Still from the film Eight Men Out (1988) showing a baseball player slide into a base while another player, on the White Sox team, jumps and throws a ball to complete a double-play while a third player looks on
Screenings

Eight Men Out

  • This is a past program

The UCLA Film & Television Archive presents classic film and contemporary cinema in the Hammer's Billy Wilder Theater.

Part of the series John Sayles: Independent. Sayles will attend each screening for conversations and to sign copies of his new novel, Yellow Earth, which will be on sale at each venue.

Eight Men Out

A rigorous retelling of Eliot Asinof’s 1963 book of the same name, John Sayles’s film adaptation leans less into the legal outcomes of the infamous Black Sox scandal, in which ballplayers conspired with monied gamblers to throw the 1919 World Series for cash.
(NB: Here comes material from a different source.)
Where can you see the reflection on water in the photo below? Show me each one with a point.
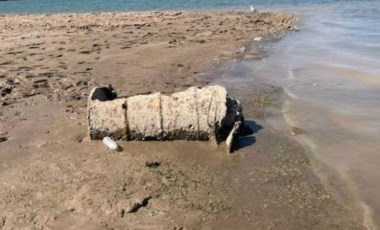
(330, 72)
Sayles instead drills into the tension that rapidly evolves between players, journalists, managers, and fans as, game by game, the corrupt scheme complexly unfolds. This was Sayles’s biggest budget picture to date, with the cast to warrant it: a veritable police lineup of 1980s up-and-comers (John Cusack and Charlie Sheen), seasoned character actors (Christopher Lloyd and Clifton James), and frequent Sayles players (David Straithairn and Gordon Clapp). The period specificity of middle America in the late 1910s is enhanced by the on-location grit of downtown Chicago and the ingenious cinematography of the great Robert Richardson (who also lensed City of Hope). (1988, dir. Johh Sayles, 35mm, color, 120 min.)